UK

Barrister Suspended From Practice for Non-Disclosure (Should he have been Jailed?)

London: A leading criminal silk whose ‘lamentable’ failure to disclose key evidence led to a conviction for perverting the course of justice being overturned has been suspended for a year. Timothy Raggatt QC ‘decided together with others in the prosecution team and/or advised the Crown Prosecution Service not to disclose’ the existence of surveillance material which undermined a key prosecution witness, the Bar Tribunals & Adjudication Service (BTAS) found.

The barrister, formerly head of chambers at 4 King’s Bench Walk, was leading prosecution counsel in the trial of five men for the murder of 24-year-old Clinton Bailey in Coventry in 2005. The five were found guilty and jailed for a total of 146 years while a sixth man, Conrad Jones, was later convicted for allegedly threatening key witness Maria Vervoort.

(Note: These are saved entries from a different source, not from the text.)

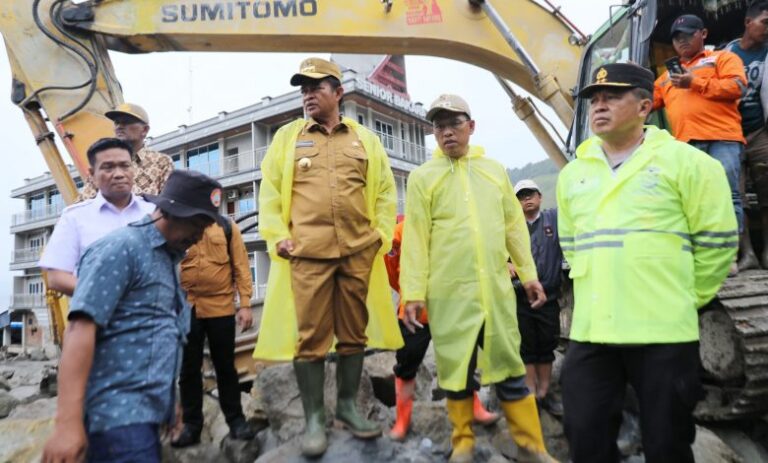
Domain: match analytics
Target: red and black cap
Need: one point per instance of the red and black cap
(687, 23)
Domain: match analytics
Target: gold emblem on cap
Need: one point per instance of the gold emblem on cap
(602, 76)
(305, 163)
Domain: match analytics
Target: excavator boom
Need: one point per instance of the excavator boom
(60, 62)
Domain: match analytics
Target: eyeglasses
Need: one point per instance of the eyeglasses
(523, 195)
(452, 124)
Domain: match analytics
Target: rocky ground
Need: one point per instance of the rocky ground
(273, 407)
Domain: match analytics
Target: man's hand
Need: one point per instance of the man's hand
(512, 272)
(67, 444)
(412, 312)
(284, 248)
(535, 292)
(244, 317)
(681, 80)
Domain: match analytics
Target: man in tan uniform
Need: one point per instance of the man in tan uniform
(341, 209)
(152, 168)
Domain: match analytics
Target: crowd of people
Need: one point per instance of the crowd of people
(153, 268)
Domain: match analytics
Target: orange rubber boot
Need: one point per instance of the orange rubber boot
(404, 389)
(483, 416)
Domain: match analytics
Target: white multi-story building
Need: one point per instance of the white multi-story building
(230, 148)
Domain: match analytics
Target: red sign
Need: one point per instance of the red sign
(423, 12)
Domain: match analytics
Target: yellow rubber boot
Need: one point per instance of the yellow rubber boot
(460, 413)
(525, 428)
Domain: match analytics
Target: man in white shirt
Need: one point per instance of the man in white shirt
(83, 223)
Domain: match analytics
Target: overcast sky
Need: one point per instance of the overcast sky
(182, 88)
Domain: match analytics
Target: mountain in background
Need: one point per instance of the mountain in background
(544, 173)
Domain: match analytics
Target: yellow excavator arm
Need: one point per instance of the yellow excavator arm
(63, 79)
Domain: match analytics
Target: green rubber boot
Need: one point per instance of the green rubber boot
(311, 376)
(348, 371)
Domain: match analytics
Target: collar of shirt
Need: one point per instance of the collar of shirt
(139, 156)
(102, 202)
(538, 216)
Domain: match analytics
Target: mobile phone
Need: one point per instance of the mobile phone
(673, 65)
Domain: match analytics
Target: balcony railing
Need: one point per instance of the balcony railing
(244, 161)
(36, 215)
(27, 301)
(24, 255)
(403, 149)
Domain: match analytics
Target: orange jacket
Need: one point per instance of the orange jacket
(392, 262)
(709, 109)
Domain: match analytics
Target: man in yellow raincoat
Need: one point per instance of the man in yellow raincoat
(464, 222)
(327, 211)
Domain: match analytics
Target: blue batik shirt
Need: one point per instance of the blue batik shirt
(128, 285)
(752, 111)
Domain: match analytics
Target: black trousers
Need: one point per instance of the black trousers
(666, 380)
(410, 356)
(220, 332)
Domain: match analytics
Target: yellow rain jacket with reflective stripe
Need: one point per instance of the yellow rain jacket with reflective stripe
(278, 333)
(647, 245)
(463, 222)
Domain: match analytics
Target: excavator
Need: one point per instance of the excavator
(63, 82)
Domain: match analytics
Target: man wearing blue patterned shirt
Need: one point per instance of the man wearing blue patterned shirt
(127, 322)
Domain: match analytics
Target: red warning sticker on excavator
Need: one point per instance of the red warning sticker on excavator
(423, 12)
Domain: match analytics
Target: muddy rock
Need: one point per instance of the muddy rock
(22, 440)
(7, 403)
(39, 409)
(238, 451)
(709, 448)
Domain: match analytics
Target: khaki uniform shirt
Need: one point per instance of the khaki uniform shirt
(328, 210)
(210, 273)
(152, 169)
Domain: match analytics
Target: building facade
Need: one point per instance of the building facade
(230, 148)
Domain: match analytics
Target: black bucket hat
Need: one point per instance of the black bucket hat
(188, 193)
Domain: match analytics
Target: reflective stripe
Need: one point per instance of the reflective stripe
(625, 231)
(727, 244)
(719, 234)
(598, 244)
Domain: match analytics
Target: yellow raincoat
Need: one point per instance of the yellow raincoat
(464, 221)
(278, 334)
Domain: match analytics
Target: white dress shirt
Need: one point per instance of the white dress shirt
(83, 223)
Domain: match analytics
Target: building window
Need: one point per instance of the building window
(35, 286)
(36, 205)
(386, 133)
(36, 241)
(246, 203)
(204, 159)
(55, 200)
(177, 164)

Jones was said to have threatened Vervoort near Nottingham station in June 2006, shortly before the murder trial began, and was jailed in 2007 for 12 years.
However, his conviction was overturned in 2014 after surveillance material showing that Jones was in Coventry around the time Vervoort said he threatened her in Nottingham, undermined Vervoort’s credibility. Raggatt had been aware of the material in late 2006. The Court of Appeal said there had been ‘a lamentable failure of the prosecutor’s obligations’ to disclose the surveillance material.

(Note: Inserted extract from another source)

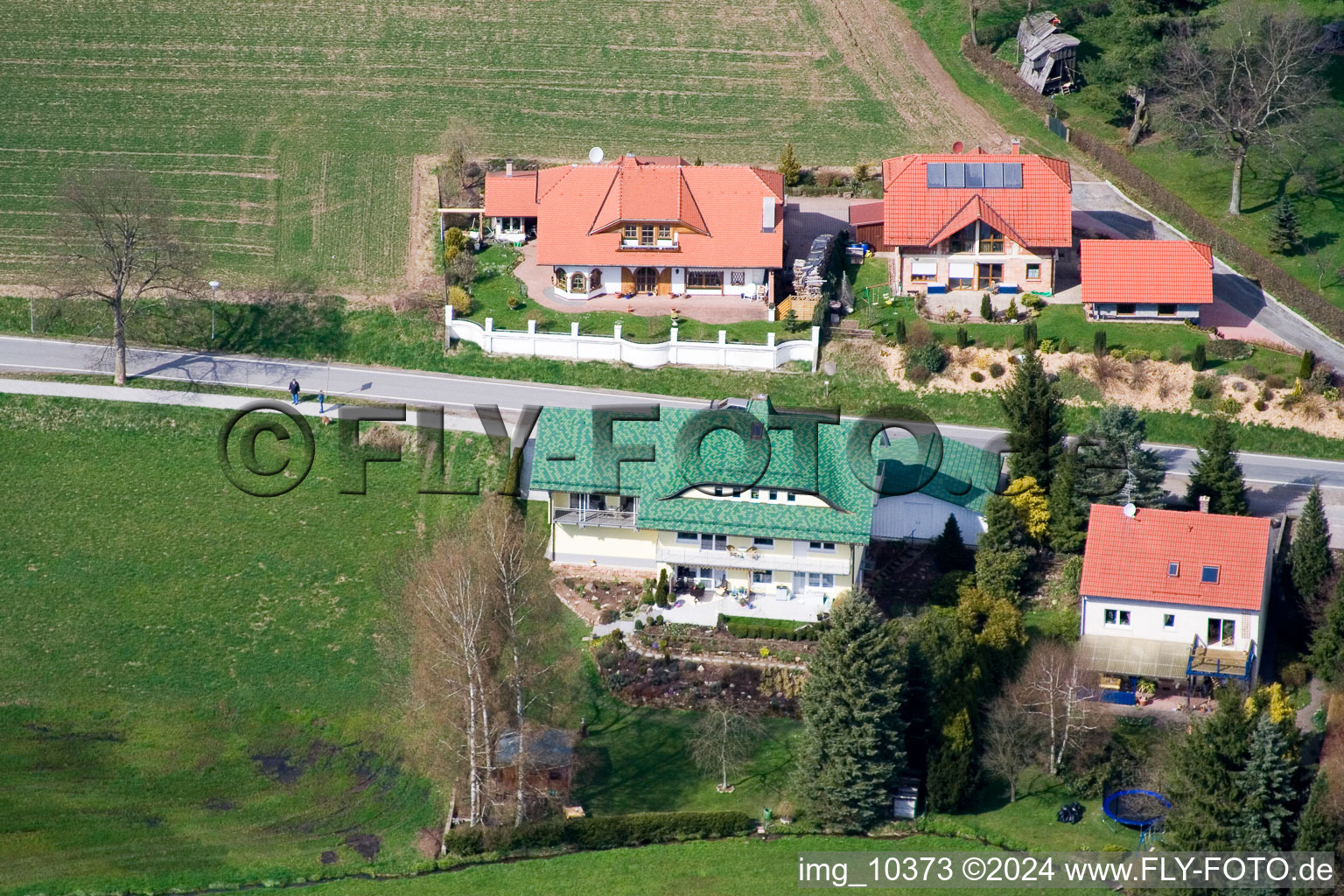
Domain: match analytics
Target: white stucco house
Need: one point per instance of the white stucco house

Raggatt, called to the bar in 1972, has this week been suspended for 12 months and ordered to pay the Bar Standards Board’s costs in the sum of £18,600. He ‘knew, or ought to have known, that the prosecution had in its possession such material which supported [Jones’] alibi evidence and which undermined the evidence of one of its leading prosecution witnesses’, BTAS found. ‘It was this failure that meant the conviction was unsafe and overturned on appeal.’ The tribunal found that Raggatt had ‘engaged in conduct prejudicial to the interests of justice and had failed to assist the court in the administration of justice.’

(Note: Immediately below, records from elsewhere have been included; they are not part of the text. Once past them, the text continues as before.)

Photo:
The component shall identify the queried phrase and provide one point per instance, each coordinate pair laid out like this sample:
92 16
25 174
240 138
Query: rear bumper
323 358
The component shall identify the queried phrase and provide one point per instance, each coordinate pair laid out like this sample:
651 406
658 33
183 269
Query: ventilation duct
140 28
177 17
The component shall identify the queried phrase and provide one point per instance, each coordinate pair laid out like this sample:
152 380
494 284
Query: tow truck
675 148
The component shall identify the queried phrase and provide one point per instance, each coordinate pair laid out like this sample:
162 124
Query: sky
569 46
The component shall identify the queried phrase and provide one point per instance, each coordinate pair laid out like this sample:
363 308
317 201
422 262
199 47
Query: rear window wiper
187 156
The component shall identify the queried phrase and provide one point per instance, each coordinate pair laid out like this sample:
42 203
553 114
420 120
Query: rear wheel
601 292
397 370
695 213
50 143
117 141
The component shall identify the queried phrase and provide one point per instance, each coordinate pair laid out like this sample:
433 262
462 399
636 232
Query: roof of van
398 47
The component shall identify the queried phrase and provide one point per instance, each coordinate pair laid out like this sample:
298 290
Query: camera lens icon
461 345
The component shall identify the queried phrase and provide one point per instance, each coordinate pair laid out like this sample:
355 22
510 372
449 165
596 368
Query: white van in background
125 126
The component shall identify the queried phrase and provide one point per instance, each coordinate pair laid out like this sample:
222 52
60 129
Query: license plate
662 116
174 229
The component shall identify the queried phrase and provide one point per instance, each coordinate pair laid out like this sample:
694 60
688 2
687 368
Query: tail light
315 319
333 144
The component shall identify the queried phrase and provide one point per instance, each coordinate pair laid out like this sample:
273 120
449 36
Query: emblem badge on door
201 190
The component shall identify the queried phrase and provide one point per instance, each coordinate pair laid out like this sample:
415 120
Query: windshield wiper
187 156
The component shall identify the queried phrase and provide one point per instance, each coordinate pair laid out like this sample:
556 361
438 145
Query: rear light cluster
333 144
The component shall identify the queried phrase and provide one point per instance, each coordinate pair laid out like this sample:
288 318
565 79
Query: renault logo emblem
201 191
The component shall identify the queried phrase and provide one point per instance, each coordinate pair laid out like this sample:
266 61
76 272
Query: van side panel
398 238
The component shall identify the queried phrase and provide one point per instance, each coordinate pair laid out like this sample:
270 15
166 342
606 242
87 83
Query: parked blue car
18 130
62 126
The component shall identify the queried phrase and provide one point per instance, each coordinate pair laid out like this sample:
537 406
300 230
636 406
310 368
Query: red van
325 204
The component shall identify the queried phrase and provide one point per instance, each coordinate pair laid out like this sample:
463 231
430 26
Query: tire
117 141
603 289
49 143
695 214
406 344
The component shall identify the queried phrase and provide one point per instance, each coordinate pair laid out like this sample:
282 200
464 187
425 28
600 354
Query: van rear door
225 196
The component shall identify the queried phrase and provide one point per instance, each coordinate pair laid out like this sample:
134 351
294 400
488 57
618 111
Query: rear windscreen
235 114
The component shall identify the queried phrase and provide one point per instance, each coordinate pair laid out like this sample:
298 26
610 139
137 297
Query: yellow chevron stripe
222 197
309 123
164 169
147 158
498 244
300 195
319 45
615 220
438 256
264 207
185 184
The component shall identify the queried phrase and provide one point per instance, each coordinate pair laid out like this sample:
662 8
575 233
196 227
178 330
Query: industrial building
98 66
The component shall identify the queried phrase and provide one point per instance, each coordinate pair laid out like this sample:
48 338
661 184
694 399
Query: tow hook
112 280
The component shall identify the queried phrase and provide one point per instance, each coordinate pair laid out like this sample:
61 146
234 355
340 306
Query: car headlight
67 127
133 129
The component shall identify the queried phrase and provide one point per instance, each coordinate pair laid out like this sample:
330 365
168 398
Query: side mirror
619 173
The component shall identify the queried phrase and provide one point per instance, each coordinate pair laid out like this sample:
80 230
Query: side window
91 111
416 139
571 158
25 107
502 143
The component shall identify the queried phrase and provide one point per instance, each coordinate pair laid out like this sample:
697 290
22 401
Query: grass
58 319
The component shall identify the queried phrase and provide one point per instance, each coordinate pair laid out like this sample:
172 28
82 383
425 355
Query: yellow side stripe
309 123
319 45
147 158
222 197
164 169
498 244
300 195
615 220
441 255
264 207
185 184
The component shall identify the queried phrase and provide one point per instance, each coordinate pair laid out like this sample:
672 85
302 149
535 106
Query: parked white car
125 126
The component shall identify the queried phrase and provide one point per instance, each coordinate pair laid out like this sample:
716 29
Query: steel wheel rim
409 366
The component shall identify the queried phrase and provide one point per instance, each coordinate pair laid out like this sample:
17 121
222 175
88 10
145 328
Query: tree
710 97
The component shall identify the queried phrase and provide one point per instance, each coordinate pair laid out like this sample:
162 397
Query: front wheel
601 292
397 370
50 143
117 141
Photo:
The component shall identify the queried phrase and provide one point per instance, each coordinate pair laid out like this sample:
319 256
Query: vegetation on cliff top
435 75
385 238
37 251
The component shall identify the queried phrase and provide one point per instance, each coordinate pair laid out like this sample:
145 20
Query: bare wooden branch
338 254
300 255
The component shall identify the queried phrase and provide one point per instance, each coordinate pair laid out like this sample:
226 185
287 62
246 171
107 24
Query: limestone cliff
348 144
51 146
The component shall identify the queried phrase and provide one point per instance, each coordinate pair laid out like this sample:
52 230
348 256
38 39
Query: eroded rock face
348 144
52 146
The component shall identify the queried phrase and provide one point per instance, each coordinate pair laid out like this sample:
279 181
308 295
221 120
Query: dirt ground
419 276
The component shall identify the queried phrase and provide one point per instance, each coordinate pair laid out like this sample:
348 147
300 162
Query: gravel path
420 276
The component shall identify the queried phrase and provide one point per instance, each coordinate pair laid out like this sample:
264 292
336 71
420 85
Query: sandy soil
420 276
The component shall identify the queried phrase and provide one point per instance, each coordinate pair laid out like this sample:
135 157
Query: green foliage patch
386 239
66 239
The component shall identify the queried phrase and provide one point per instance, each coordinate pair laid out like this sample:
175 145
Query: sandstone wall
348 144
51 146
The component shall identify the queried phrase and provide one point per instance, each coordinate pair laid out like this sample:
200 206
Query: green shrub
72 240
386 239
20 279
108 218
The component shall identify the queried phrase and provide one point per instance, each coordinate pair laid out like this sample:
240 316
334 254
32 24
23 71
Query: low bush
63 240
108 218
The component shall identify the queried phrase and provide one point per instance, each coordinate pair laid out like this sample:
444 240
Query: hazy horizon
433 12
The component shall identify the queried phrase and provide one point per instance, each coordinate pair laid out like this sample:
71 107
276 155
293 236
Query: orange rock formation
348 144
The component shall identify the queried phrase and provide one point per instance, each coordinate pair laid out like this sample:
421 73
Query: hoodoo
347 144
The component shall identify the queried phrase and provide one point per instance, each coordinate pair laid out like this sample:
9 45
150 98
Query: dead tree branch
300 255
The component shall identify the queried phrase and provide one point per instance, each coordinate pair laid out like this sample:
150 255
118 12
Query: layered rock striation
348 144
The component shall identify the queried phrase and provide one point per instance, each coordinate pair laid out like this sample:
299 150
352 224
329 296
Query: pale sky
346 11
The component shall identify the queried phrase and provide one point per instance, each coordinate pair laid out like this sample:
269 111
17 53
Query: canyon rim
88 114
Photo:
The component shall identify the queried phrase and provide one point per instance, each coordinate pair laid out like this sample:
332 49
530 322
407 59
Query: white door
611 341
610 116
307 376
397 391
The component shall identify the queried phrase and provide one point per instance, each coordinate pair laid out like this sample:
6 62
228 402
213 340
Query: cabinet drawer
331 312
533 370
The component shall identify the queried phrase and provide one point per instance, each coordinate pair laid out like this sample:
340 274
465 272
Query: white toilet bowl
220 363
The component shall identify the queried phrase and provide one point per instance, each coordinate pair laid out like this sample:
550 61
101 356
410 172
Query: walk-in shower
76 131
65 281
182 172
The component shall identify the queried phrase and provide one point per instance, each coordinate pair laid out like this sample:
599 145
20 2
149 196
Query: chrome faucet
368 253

Jones was reportedly paid more than £100,000 by the CPS to settle a civil claim over his imprisonment while two of the men jailed for Bailey’s murder had their convictions quashed by the Court of Appeal in 2016. The disciplinary findings against Raggatt are unrelated to the two men’s cases.

A BSB spokesperson said: ‘This case serves as a reminder to all practitioners about the need to meet their duties relating to disclosure. In the circumstances of this case, the tribunal found that Mr Raggatt’s conduct had been prejudicial to the interests of justice and had failed to assist the court.’